David Thomas, Amid our Narratives, 2006
Enamel on photograph on Dibond, 100 x 150 cm
November 3 — December 20, 2007
David Thomas lives and works in Melbourne where he currently lectures as an Associate professor in painting at RMIT. In his practice which includes painting, photopainting and installations, Thomas engages with the monochrome in an at once speculative and reflexive, reverential yet unorthodox way. He employs monochrome in conjunction with other elements – painting and photography – situating them ‘in the world’, as intervals in the fabric of everyday life. Thomas refers to his works as ‘composites’ enabling things, which are different, to be reconciled over the time of viewing as they reveal shifts in perception and reading.
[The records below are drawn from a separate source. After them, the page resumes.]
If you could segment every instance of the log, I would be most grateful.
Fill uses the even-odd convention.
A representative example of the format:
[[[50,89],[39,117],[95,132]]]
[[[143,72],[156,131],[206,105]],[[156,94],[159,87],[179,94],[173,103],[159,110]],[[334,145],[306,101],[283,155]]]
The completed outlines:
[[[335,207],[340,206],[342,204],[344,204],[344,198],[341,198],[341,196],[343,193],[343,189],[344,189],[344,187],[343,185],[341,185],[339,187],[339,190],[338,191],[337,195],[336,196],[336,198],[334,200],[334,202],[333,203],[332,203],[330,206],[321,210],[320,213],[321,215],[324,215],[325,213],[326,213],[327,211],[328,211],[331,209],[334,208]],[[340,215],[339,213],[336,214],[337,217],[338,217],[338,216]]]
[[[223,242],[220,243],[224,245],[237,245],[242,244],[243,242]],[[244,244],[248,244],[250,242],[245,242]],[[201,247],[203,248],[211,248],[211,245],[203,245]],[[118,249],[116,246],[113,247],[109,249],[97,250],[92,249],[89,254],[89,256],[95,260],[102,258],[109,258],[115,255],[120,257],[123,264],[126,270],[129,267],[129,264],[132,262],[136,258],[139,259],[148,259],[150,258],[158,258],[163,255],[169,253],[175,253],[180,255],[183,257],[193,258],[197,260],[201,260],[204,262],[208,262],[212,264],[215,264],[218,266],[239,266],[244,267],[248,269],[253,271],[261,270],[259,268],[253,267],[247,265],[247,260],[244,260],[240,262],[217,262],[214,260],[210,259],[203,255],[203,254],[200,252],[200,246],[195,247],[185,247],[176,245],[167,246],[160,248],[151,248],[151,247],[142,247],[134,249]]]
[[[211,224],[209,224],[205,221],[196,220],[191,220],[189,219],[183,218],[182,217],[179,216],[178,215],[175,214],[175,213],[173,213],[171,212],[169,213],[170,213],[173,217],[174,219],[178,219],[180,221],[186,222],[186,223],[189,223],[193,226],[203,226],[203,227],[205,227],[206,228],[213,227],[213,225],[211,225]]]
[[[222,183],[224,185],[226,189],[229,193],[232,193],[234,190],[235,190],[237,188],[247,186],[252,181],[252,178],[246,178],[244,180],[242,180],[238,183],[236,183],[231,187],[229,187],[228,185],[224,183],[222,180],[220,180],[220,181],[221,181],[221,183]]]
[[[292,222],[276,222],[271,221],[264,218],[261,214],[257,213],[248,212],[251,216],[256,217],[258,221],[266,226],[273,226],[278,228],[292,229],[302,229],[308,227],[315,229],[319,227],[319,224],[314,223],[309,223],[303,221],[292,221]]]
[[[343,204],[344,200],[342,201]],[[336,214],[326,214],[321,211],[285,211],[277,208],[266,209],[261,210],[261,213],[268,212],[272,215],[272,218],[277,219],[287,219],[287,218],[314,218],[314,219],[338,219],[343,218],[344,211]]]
By situating the monochrome in relationship to other codes, the artist allows apparently contradictory impulses to coexist: material and metaphysical, pictorial and spatial issues are brought into a relational context, capable of being read and understood over time.
Thomas’ reflection paintings are a screen or surface on which to stage the play of light, the drama of space, and the experience of looking. His recent series of ‘photopaintings’ encourage temporal readings and convey a sense of ambiguous space, of figuration and abstraction, and of complex space/time relationships embedded with a single image: ordinary photographs of public sites are obscured in part by geometric fields of monochrome paint, which evenly rest like a reflective skin on the surface of the work and interrupt the illusion of deep space forcing the viewer to glimpse around corners, to augment the image from memory. Thomas’ works sit between categories and provoke consideration of the idea of spectatorship and photography.